The board has been without a full-time director since mid-July, when Executive Director Andrea Beckman, 65, went on medical leave for cancer treatment. Beckman has held the position since April 2000, when the board was created to review complaints from residents of police misconduct and to hold accountable Metro’s Internal Affairs Bureau. The board, which has about two dozen members, is independent of Metro.
“We’re just waiting another three months for an update from my doctor, and then I’ll decide if I’m stepping down,” Beckman told the Review-Journal during a brief phone call on Monday, though she did not go into detail about her diagnosis.
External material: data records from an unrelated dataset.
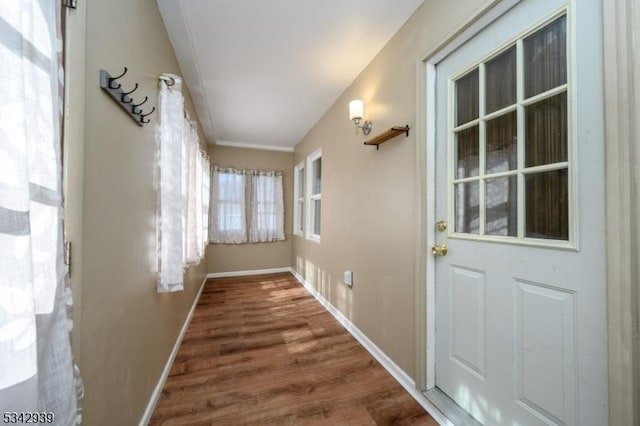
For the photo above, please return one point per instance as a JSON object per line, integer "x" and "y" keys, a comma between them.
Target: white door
{"x": 520, "y": 293}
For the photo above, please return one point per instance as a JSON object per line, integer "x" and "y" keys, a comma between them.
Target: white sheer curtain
{"x": 171, "y": 252}
{"x": 194, "y": 199}
{"x": 37, "y": 370}
{"x": 206, "y": 201}
{"x": 227, "y": 223}
{"x": 267, "y": 207}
In Beckman’s absence, board member Julie Kraig said she was appointed as part-time interim director by Jeff Wells, assistant county manager for Clark County.
“I feel terribly guilty for the backlog. It shouldn’t be anywhere near that high,” she said Monday, estimating a backlog of around 170 complaints from 2019 and about 35 more filed this year.
A complaint submitted to the board must first go through the director for review. That’s where the complaints have bottlenecked, according to Kraig, who has been able to devote just a few hours a week to the board since her appointment because of her full-time job as a manager for a local law firm.
“I’m doing the best I can in those few hours. I would like to be down there more, but it’s not physically possible,” Kraig said Monday.
If the director finds that an allegation is credible, Kraig said, the complaint is forwarded to Metro’s Internal Affairs Bureau for “a certain level of investigation” before the complaint is returned to the board to be reviewed by a screening panel.
When Beckman was working full time, according to Kraig, she averaged a 90-day turnaround for complaints.
“We are probably at six months or longer now,” Kraig said. “The community is running this board with taxpayer dollars, and the complaints are just sitting there.”
Richard Metzler, who’s been on the board for three years, said Monday that he is worried about how the backlog will be perceived by the public. Over the past two years, he said, board members have done significant community outreach to build trust and awareness about the board’s existence and its purpose.
“We’re still functioning albeit at a much slower pace,” Metzler said. “It’s a tragic circumstance, but we’re working hard — and I hope the county is working hard — to get somebody in there full time.”
Wells, the assistant county manager, was not available Monday . But county spokesman Erik Pappa said, “I can’t tell you the extent of the backlog, but I can tell you that we intend to work through it.”
But from Kraig’s vantage point, she said, “A part-time director is not cutting the mustard.”